Federal Reserve Chairman Ben Bernanke addressed the National Association for Business Economics on Monday for the first time since 2008. Speaking in Arlington, Va., Bernanke told the group that the U.S. job market remains weak despite three months of strong hiring.
That view helps explain why the Fed plans to keep short-term interest rates at record lows through 2014, Bernanke suggested.
Here's a snapshot of the NABE:
HISTORY: The National Association for Business Economics is an organization of business economists and others who use economics professionally. It was founded in 1959.
MEMBERSHIP: The group has 2,500 members who work for corporations, universities, the government and trade associations. Former Fed Chairman Alan Greenspan is a past president.
CONFERENCES: The group sponsors two major conferences each year: a spring policy meeting, always held in the Washington, D.C., area; and a fall conference that rotates among cities. A 2001 conference took place at the Marriot World Trade Center during the week of the Sept. 11 attacks.
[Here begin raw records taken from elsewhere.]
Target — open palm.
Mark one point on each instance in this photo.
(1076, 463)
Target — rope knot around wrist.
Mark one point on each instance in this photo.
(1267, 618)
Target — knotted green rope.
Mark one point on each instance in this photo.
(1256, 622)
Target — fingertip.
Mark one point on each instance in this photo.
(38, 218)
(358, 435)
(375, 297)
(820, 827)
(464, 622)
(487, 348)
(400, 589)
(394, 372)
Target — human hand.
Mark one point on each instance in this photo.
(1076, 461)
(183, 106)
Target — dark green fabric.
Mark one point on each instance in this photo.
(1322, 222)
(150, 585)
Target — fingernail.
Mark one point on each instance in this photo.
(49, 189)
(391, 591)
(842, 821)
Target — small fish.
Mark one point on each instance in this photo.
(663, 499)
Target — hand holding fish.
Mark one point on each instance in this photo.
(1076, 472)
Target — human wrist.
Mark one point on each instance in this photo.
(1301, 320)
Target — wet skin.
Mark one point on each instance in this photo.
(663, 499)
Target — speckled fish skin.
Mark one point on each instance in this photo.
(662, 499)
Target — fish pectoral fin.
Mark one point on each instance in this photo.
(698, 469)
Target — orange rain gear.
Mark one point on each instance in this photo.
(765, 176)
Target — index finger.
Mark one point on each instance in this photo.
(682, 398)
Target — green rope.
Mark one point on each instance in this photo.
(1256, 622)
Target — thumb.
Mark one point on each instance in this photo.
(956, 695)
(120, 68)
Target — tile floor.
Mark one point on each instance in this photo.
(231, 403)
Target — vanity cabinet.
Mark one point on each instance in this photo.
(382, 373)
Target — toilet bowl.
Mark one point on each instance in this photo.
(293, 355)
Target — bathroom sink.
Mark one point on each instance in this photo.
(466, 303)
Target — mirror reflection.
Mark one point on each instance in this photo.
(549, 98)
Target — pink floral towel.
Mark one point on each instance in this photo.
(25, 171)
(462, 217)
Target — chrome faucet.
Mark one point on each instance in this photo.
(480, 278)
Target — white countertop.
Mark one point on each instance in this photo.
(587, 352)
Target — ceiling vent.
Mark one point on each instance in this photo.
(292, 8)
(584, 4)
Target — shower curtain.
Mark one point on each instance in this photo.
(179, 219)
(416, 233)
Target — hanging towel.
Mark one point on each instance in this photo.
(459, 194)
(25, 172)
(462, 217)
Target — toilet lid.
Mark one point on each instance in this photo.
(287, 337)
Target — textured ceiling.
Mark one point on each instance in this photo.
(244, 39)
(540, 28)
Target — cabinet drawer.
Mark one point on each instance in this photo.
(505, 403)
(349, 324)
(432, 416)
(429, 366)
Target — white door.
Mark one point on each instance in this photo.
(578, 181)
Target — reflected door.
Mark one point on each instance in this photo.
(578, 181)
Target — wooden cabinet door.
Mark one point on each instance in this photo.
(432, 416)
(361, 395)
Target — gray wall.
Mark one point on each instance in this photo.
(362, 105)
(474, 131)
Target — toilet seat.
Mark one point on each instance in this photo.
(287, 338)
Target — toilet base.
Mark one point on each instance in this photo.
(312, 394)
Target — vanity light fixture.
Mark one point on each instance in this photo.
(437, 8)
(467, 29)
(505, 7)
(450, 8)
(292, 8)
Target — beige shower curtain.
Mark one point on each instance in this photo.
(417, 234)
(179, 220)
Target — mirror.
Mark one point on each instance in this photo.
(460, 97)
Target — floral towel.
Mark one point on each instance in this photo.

The hotel, part of the World Trade Center complex, was destroyed in the attack. But everyone who attended the conference escaped safely. This year, the NABE will hold its fall meeting in New York for the first time since then.
ATTENDANCE: The current meeting in Arlington has attracted 600 participants, a record for a spring conference. Officials attributed the size mainly to interest in Bernanke's speech.